The European Commission has proposed to provide Ireland with €1.5 million from the European Globalisation Adjustment Fund (EGF) to help 138 former workers of the jewellery firm Andersen Ireland Limited to find new jobs.
The money would also help 138 young people not in employment, education or training (NEETs) to find job opportunities, a possibility offered by the new EGF Regulation. The proposal now goes to the European Parliament and the EU’s Council of Ministers for approval.
The redundancies in the Rathkeale had a significant adverse impact on the local and regional economy. Andersen Ireland was a major employer in this mainly rural area, where it had been active for 37 years.
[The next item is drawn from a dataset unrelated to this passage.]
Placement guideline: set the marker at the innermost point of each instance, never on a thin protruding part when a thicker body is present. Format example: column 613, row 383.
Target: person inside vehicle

EU Commissioner for Employment, Social Affairs and Inclusion László Andor commented: “The manufacture of fashion jewellery in the EU has suffered from increased competition from countries outside the EU, particularly China. Today’s proposal would help to prepare 138 redundant workers in this sector for new jobs, and an equal number of young people for finding their way into the labour market”.
Ireland applied for support from the EGF following the dismissal of 171 workers in Andersen Ireland Limited, as a result of increased competition from fashion jewellery manufacturers elsewhere in the world.
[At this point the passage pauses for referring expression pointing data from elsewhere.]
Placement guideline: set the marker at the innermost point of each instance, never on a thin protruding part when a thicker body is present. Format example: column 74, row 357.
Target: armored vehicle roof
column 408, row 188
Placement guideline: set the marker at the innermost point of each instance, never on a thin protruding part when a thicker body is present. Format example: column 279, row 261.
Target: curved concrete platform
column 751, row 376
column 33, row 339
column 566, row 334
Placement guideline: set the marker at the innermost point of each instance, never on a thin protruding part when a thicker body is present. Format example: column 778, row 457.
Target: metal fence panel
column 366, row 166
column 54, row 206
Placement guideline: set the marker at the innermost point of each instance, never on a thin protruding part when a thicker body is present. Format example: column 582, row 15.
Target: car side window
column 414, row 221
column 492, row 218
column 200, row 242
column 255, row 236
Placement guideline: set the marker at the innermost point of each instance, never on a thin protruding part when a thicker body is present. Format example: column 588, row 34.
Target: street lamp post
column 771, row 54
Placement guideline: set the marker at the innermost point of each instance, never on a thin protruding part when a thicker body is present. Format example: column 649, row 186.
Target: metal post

The measures co-financed by the EGF would help the 138 workers facing the greatest difficulties and an equal number of NEETs to find jobs. They will receive occupational guidance and career planning assistance, enterprise and self-employment supports, training, second and third level education programmes, training grants and income supports.
The total estimated cost of the package is €2.5 million, of which the EGF would provide €1.5 million.
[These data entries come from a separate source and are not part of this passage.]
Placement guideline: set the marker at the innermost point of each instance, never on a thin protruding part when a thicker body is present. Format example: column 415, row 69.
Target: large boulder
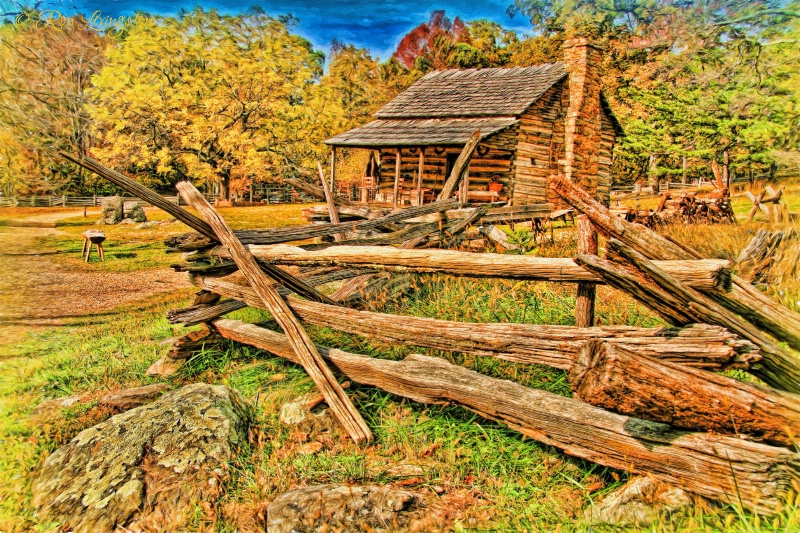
column 144, row 469
column 639, row 503
column 112, row 210
column 345, row 508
In June 2009, the EGF rules were revised to strengthen the role of the EGF as an early intervention instrument forming part of Europe’s response to the financial and economic crisis. The revised EGF Regulation entered into force on 2 July 2009 and the crisis criterion applied to all applications received from 1 May 2009 to 30 December 2011.
The Fund continues during the 2014-2020 period as an expression of EU solidarity, with further improvements to its functioning. Its scope has been expanded to include workers made redundant because of the economic crisis, as well as fixed-term workers, the self-employed, and, by way of derogation until the end of 2017, young people not in employment, education or training in regions eligible under the Youth Employment Initiative (YEI), which is the case in Ireland.